How to start a story – questions and answers

Useful tips on how to start a story.
Useful tips on how to start a story.

One way to start a story quickly is to know your characters.

In his chapter titled, Developing your Character – Defining Trait, in The Dramatic Writer’s Companion, Will Dunne explains that one way to do this is to interrogate your characters off the bat. Sit your characters down in your mind’s eye and ask them a series of telling questions.

Ask the character: What makes you truly angry? Then follow it up with: Can you trace this anger to a past incident, perhaps in your childhood?

Continue with: What do you fear the most? Can you think of when you first felt it?

Balance it with a more positive emotion: Who/what do you love deeply and irresistibly? What would you do to have that love returned, or, if an object, acquired?

“Start a story by interrogating your characters as a first step. Ask the character(s) questions related to strong emotions. Use the answers you receive to fashion characters and story beats.”

Having gotten answers to these questions ask yourself: How do these emotions manifest in a dominant trait in the character? Does the trait originate from a physical ‘wound’—such as a limp or a speech defect? A sociological wound arising from a character having being demeaned or ridiculed because of her poverty or social standing? A psychological wound stemming from child-abuse or the like?
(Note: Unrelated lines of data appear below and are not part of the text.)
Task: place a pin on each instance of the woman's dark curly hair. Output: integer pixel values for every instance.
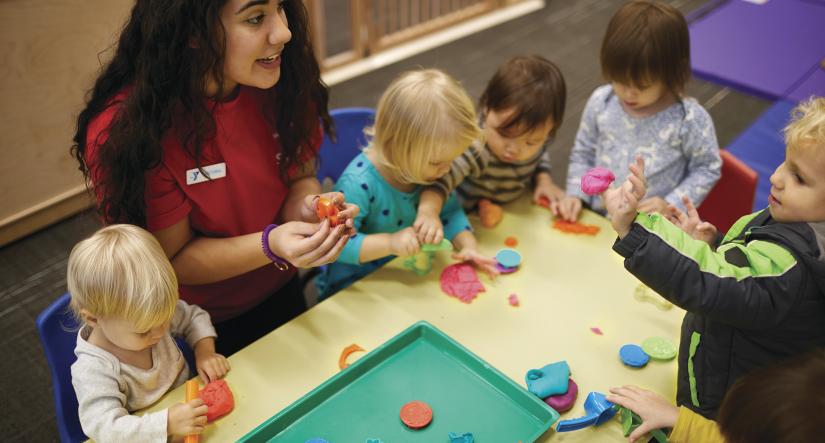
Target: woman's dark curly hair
(166, 52)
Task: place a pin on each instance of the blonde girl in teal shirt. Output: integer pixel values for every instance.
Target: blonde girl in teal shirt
(424, 121)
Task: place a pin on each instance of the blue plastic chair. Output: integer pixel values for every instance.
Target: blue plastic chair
(58, 333)
(349, 131)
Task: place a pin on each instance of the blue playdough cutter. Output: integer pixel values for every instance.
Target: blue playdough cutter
(598, 411)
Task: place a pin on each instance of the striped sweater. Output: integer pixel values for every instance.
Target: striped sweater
(478, 174)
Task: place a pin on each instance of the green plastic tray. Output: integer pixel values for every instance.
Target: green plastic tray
(421, 363)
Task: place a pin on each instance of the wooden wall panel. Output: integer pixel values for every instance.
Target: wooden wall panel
(51, 51)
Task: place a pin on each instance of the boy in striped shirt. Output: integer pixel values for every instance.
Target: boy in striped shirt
(522, 108)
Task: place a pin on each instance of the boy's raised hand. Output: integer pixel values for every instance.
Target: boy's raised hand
(655, 411)
(622, 203)
(186, 418)
(690, 222)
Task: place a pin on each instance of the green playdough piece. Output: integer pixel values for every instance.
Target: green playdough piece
(659, 348)
(631, 421)
(445, 245)
(411, 263)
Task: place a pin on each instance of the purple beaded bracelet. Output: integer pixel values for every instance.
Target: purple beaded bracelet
(279, 263)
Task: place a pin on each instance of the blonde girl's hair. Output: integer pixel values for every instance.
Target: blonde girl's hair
(807, 126)
(121, 271)
(420, 113)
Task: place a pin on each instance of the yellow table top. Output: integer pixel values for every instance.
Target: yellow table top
(566, 285)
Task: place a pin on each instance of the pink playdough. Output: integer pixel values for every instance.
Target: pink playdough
(564, 402)
(597, 180)
(461, 281)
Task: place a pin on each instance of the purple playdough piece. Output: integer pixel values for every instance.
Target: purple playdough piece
(564, 402)
(597, 180)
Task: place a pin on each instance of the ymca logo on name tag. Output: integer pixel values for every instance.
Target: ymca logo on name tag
(214, 172)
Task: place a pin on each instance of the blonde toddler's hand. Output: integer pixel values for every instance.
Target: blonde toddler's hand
(186, 418)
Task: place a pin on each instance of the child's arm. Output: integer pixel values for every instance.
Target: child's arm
(193, 323)
(749, 286)
(704, 163)
(582, 158)
(402, 243)
(457, 229)
(104, 417)
(658, 413)
(427, 222)
(363, 248)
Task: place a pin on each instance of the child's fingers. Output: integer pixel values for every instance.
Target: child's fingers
(349, 212)
(429, 235)
(336, 197)
(638, 185)
(201, 410)
(196, 403)
(195, 429)
(311, 200)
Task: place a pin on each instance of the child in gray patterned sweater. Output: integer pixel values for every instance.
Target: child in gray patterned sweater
(126, 294)
(645, 56)
(522, 108)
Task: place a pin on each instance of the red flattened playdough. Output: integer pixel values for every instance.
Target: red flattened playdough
(575, 227)
(597, 180)
(325, 208)
(461, 281)
(416, 414)
(218, 399)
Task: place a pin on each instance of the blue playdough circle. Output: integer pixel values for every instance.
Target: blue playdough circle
(633, 355)
(509, 258)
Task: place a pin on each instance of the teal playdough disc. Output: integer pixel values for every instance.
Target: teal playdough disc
(659, 348)
(509, 258)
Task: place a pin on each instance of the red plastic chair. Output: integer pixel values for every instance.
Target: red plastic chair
(733, 195)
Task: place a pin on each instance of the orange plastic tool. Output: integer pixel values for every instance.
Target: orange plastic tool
(191, 394)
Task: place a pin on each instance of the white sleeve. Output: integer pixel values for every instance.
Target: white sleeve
(192, 323)
(102, 407)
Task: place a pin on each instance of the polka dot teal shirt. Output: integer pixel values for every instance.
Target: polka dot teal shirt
(383, 209)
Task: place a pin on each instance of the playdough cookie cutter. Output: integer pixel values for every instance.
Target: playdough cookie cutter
(598, 411)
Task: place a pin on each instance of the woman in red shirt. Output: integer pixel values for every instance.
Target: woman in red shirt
(204, 129)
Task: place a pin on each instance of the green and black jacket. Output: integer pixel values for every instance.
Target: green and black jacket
(758, 298)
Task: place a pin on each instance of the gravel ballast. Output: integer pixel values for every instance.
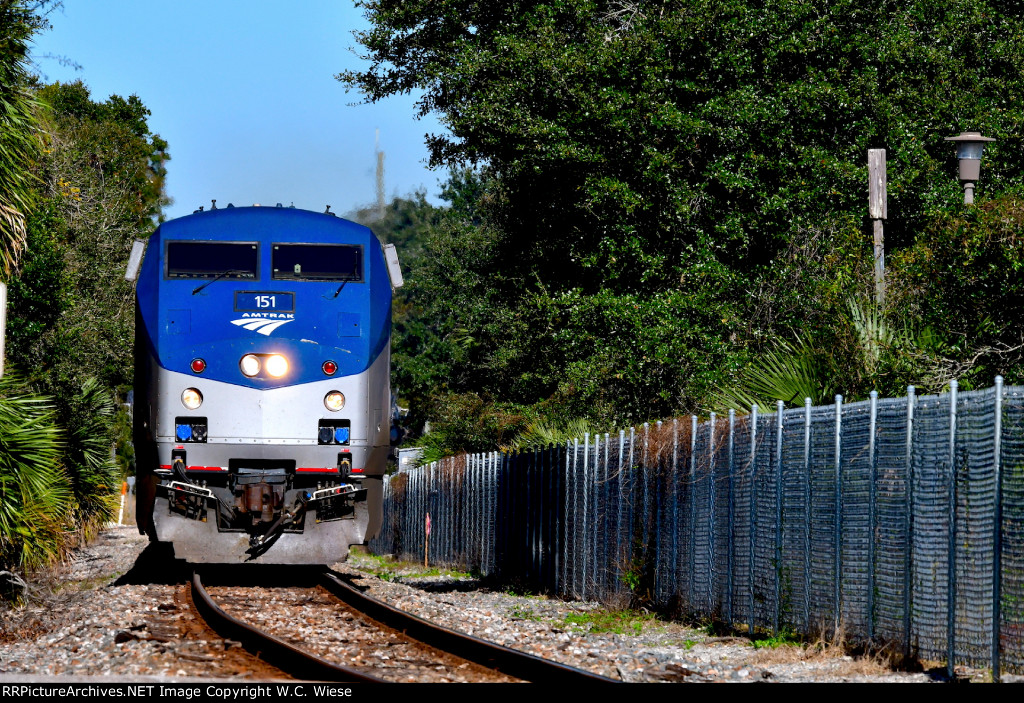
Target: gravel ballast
(119, 610)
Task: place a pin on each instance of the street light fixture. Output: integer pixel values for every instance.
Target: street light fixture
(969, 148)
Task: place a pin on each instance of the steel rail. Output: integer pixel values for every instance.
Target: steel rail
(289, 659)
(493, 656)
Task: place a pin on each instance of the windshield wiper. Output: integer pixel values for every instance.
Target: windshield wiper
(336, 292)
(228, 272)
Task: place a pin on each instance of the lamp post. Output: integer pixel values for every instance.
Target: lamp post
(969, 148)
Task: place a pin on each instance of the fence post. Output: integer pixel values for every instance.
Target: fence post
(692, 498)
(908, 529)
(623, 552)
(754, 514)
(732, 518)
(807, 513)
(838, 536)
(778, 513)
(711, 514)
(676, 496)
(997, 534)
(951, 556)
(871, 464)
(583, 534)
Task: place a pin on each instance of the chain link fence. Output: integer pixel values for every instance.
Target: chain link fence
(889, 521)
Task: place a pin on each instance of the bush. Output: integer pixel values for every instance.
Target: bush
(36, 502)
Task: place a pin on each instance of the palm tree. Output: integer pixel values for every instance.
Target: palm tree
(18, 129)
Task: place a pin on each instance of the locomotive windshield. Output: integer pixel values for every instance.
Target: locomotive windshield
(212, 260)
(317, 262)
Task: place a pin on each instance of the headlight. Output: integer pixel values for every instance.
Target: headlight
(192, 398)
(334, 401)
(250, 364)
(276, 365)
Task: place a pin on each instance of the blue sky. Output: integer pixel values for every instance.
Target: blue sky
(246, 96)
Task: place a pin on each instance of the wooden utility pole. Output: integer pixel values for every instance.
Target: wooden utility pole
(878, 208)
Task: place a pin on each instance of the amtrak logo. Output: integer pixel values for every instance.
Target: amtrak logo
(263, 322)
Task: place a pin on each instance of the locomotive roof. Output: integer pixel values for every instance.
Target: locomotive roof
(255, 222)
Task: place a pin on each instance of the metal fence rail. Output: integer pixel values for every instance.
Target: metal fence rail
(890, 521)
Lastly, try to project the dominant trait onto the story’s outer journey—the plot. Is the persuit of the goal the character’s attempt to heal the wound?

This process might not seem like much, but in truth, it forms the basis of good story preparation. Give it a try.

Summary

A quick way to start a story is to interrogate your characters in a way that reveals three key emotions—anger, fear, and love.

Follow this link to my YouTube video on improving your minor scenes!

One thought on “How to start a story – questions and answers

  1. Dylan

    Hi Stavros

    Great advice about how to better understand your characters. This seems like an organic method to figure out who characters are in terms of their motivations and wounds.

    The weekly videos are also very informative and the presentation of the ideas makes them enjoyable to watch.